Je poursuis soir après soir la lecture des Mémoires du Duc de Saint-Simon : j'en suis au tome IV en Pléiade, il m'en restera donc bientôt quatre autres. Cette lecture m'enchante, le petit Duc des XVIIème et XVIIIème siècles semble décrire nos moeurs, nos ambitions, nos carriérismes imbéciles. Ainsi rapporte-t-il le second mariage de Pontchartrain, un courtisan qu'il n'a jamais pu encadrer, ministre de Louis XIV, mariage qui se produit en 1713, cinq ans après le veuvage dudit Pontchartrain : "Il y avait cinq ans au plus que Pontchartrain avait perdu une femme de tous points adorable, l'unique peut-être qui eût pu avoir la vertu, la raison, la conduite et l'incomparable patience de l'être de lui, et dont la considération, comme on l'a vu en son lieu, l'avait soutenu et lui avait sauvé sa place. Il s'était bientôt lassé de la comédie forcée de sa douleur, et, quoiqu'il eût deux fils, il voulut absolument se remarier. Sa figure, hideuse et dégoûtante à l'excès, mais agréable et même charmante en comparaison de tout le reste, n'empêcha pas la séduction de l'éblouissement de la place.

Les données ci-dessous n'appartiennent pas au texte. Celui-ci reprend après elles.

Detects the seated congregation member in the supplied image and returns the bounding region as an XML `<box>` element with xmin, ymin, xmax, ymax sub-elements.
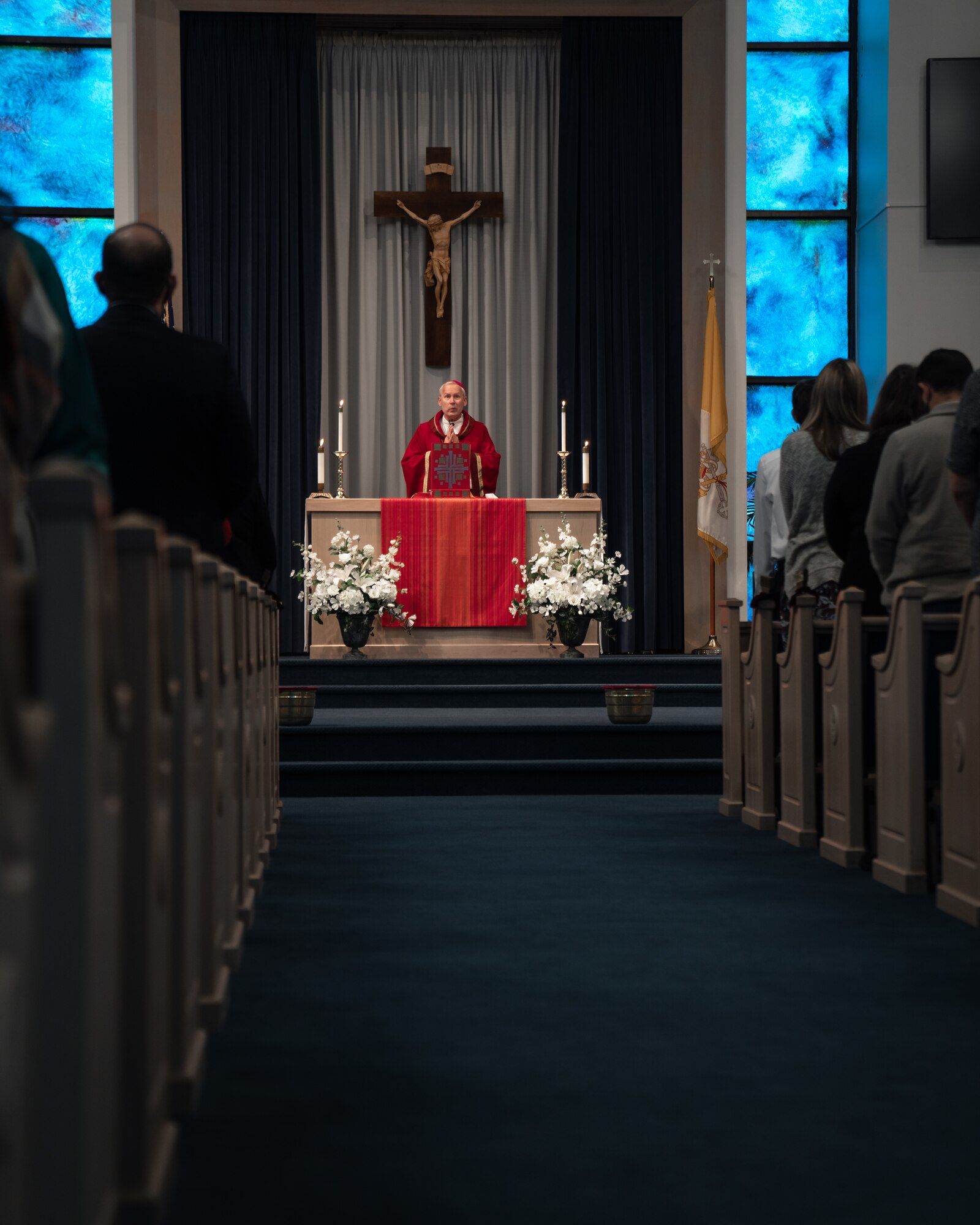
<box><xmin>0</xmin><ymin>191</ymin><xmax>108</xmax><ymax>478</ymax></box>
<box><xmin>865</xmin><ymin>349</ymin><xmax>973</xmax><ymax>612</ymax></box>
<box><xmin>222</xmin><ymin>481</ymin><xmax>277</xmax><ymax>589</ymax></box>
<box><xmin>752</xmin><ymin>379</ymin><xmax>813</xmax><ymax>598</ymax></box>
<box><xmin>81</xmin><ymin>222</ymin><xmax>257</xmax><ymax>556</ymax></box>
<box><xmin>946</xmin><ymin>370</ymin><xmax>980</xmax><ymax>578</ymax></box>
<box><xmin>779</xmin><ymin>358</ymin><xmax>867</xmax><ymax>619</ymax></box>
<box><xmin>823</xmin><ymin>365</ymin><xmax>926</xmax><ymax>616</ymax></box>
<box><xmin>402</xmin><ymin>379</ymin><xmax>500</xmax><ymax>497</ymax></box>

Melle de Verdonne, qui était riche, et qui était L'Aubespine comme ma mère, mais parente éloignée, en voulut bien." (Mémoires IV, 1711-1714, p.702).
Peut-on être plus cruel?
Mais, bon sang, quel style!
Et cette manière d'avouer en douce qu'il est, par sa mère, cousin de cette femme, mais qu'elle n'est tout de même qu'une "parente éloignée"... Quelle rosserie dans l'écriture, toute en suggestion, en esquive!
Et cela ne vous fait-il songer à rien ou à personne de contemporain?